What this book covers
Chapter 1, Getting Started with Snowflake, walks you through the process of setting up an account and connecting with Snowflake via its Web UI. The chapter introduces the concept of a virtual warehouse and how a virtual warehouse can be used elastically according to the user's needs around the complexity of user queries. Then the chapter moves onto ecosystem support for Snowflake, showing how Snowflake can be connected and used with different tools using different interfaces.
Chapter 2, Managing the Data Life Cycle, provides a set of recipes that introduce how data can be managed with Snowflake. The chapter talks about typical DBMSes and data warehouse concepts and introduces nuances specific to Snowflake.

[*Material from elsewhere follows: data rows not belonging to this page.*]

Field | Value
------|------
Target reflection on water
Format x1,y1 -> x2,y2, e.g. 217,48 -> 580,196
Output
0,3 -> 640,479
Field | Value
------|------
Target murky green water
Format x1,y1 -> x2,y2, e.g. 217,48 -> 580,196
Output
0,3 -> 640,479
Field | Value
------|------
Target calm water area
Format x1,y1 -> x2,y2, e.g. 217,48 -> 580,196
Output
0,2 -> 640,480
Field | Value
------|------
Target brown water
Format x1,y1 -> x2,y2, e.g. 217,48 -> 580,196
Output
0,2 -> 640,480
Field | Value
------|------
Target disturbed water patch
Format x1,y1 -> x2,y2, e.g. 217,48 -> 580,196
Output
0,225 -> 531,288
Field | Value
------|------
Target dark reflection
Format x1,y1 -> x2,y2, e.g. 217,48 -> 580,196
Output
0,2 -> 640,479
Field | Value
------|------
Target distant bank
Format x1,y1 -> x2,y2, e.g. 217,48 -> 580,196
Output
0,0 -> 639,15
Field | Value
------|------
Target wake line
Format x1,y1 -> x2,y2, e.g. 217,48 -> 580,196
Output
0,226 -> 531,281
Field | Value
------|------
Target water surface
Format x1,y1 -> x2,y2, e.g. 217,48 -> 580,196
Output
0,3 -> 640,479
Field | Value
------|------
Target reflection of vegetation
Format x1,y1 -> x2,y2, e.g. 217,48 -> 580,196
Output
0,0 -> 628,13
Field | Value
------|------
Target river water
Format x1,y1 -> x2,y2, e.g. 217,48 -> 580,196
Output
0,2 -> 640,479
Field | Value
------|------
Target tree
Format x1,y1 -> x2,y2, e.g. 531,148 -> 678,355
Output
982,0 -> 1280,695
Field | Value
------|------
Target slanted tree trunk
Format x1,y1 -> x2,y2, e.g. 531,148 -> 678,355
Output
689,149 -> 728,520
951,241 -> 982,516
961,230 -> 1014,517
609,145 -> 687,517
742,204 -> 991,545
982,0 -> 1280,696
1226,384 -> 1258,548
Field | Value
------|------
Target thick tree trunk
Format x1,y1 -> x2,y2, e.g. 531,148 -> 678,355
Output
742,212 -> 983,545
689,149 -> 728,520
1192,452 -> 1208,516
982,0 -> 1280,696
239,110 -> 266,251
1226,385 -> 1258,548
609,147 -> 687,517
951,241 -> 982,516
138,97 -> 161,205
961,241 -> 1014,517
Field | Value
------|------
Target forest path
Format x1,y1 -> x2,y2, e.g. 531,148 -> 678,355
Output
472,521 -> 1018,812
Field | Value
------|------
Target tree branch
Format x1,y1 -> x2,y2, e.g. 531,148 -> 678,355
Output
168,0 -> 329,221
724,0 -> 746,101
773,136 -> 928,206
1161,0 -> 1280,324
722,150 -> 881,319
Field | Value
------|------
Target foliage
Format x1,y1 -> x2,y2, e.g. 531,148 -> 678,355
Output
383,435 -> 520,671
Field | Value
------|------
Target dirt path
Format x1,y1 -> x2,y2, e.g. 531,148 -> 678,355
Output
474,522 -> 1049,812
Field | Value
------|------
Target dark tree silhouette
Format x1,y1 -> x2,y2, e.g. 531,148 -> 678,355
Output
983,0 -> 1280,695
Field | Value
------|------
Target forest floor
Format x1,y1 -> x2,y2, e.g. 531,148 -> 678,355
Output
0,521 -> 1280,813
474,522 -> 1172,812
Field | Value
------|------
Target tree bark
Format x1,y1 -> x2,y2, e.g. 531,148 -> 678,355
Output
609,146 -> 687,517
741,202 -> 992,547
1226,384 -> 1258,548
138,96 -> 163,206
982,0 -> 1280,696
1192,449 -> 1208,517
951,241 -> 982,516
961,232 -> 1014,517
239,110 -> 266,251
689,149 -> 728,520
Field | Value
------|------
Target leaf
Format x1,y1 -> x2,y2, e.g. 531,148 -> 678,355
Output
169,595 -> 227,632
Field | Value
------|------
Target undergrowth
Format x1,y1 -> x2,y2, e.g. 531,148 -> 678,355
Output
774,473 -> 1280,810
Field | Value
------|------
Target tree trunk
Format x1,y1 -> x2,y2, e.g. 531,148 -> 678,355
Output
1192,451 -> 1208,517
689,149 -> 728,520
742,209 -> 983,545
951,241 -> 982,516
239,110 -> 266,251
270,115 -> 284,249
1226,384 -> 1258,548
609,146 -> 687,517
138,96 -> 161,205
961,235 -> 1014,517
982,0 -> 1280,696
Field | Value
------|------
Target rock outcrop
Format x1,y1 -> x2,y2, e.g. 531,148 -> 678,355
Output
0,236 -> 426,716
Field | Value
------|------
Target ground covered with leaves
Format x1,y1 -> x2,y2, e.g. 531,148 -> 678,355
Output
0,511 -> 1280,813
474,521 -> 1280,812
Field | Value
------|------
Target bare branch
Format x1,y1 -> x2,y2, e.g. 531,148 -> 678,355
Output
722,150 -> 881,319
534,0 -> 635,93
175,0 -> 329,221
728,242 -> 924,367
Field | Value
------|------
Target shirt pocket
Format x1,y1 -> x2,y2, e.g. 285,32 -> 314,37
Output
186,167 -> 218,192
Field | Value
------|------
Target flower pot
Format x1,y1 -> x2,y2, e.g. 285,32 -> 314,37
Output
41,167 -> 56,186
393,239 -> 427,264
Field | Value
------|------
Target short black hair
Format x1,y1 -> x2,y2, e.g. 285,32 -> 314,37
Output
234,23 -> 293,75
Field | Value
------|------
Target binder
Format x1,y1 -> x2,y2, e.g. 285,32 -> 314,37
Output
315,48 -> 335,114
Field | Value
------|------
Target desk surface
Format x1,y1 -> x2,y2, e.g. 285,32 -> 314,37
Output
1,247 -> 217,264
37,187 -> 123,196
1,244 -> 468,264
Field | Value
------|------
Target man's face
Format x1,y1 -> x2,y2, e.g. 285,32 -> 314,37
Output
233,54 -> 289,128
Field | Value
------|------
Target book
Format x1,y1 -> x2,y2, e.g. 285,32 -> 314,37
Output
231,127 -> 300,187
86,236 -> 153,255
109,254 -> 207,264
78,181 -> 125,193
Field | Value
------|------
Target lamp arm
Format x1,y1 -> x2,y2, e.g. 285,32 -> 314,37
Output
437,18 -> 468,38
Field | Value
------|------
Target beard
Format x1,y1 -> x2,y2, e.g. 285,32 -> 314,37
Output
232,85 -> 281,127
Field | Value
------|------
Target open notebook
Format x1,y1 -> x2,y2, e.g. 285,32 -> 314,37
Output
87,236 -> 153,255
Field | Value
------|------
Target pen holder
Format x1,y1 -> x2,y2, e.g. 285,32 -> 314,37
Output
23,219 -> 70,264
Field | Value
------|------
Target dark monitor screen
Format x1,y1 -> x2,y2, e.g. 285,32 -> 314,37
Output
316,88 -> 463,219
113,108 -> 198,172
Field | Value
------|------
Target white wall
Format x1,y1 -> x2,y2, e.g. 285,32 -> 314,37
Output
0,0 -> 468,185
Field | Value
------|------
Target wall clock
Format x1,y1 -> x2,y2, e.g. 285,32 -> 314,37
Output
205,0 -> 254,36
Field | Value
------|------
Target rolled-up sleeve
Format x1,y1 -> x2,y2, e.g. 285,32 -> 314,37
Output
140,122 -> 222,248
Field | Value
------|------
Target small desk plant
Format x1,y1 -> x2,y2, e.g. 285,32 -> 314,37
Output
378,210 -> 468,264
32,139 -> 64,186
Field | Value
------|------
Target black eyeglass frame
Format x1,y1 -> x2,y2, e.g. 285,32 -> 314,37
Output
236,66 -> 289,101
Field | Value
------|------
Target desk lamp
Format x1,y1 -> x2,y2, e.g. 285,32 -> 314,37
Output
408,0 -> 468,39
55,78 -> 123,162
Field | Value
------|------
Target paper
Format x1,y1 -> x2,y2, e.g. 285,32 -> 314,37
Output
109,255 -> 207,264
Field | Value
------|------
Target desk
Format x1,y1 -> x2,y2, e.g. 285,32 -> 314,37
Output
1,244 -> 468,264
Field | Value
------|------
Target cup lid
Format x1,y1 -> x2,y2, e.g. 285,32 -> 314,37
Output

Chapter 3, Loading and Extracting Data into and out of Snowflake, guides you on staging and loading data. In this chapter, we explore methods provided by Snowflake to load data into a Snowflake table. We explore the loading of data from familiar cloud sources such as Amazon S3, Azure Blob Storage, and GCP Cloud Storage, and on-premise hosts. The chapter also provides an example of how near-real-time data loading works on Snowflake.
Chapter 4, Building Data Pipelines in Snowflake, explains the capabilities on offer with Snowflake to process a string of SQL statements through the concept of tasks. Tasks allow developers to create data pipelines that process data and perform various functions as they progress through the execution sequence. Tasks combined with the concept of streams enables the user to manage complex orchestration and scheduling patterns. This chapter deals with setting up pipelines using tasks and streams and applying different techniques for transforming data within tasks.
Chapter 5, Data Protection and Security in Snowflake, walks you through handling authentication and authorization on Snowflake. Authentication refers to letting a user connect, and authorization refers to verifying what objects a connected user can access. Snowflake provides granular controls to limit access for out-of-the-box and custom roles. This chapter will help you set up role hierarchies, add custom roles, and set default roles for users.
Chapter 6, Performance and Cost Optimization, enables you to exploit Snowflake's capabilities to optimize queries and performance through various built-in features such as caching, autoscaling, and automatically clustering tables. There is always an opportunity to positively influence the performance by tweaking table structures, introducing physicalization techniques, and optimizing your compute resources to the maximum. In this chapter, we explore some of these techniques, which can be used to make a Snowflake-based data warehouse run more efficiently and therefore at a lower cost. The chapter also explores optimization strategies for reducing unnecessary storage costs.
Chapter 7, Secure Data Sharing, details how to share data with other Snowflake customers as well as non-Snowflake customers. Traditional warehouse solutions share data by extracting the data out and sending it over transport mechanisms, compromising data security and leading to inefficiencies. Another downside to this is that as soon as the data is extracted, it is already out of date. Snowflake overcomes this by providing a unique data sharing solution that ensures reduced costs, reduced operational overhead, and always up-to-date data.
Chapter 8, Back to the Future with Time Travel, equips you to deal with unpleasant data issues such as not determining when data was changed or whether the data has been lost altogether. Snowflake provides a unique way of going back in time through the Time Travel feature. This chapter explores the various applications of the Time Travel feature and combines it with cloning to tackle common data loss and debugging issues.
Chapter 9, Advanced SQL Techniques, provides you with multiple advanced SQL techniques using a Snowflake data warehouse. These SQL techniques are essential from a data warehousing perspective, such as trend analysis, temporal analytics, managing sequences, unique counts, and managing processes as transactions.
Chapter 10, Extending Snowflake's Capabilities, provides you with techniques for extending a Snowflake data warehouse and integrating it to coexist and work with other technologies. The chapter walks you through user-defined functions, through which custom functionality can be achieved. The chapter also involves connecting Snowflake with Apache Spark and demonstrates how to perform data processing on the Spark engine.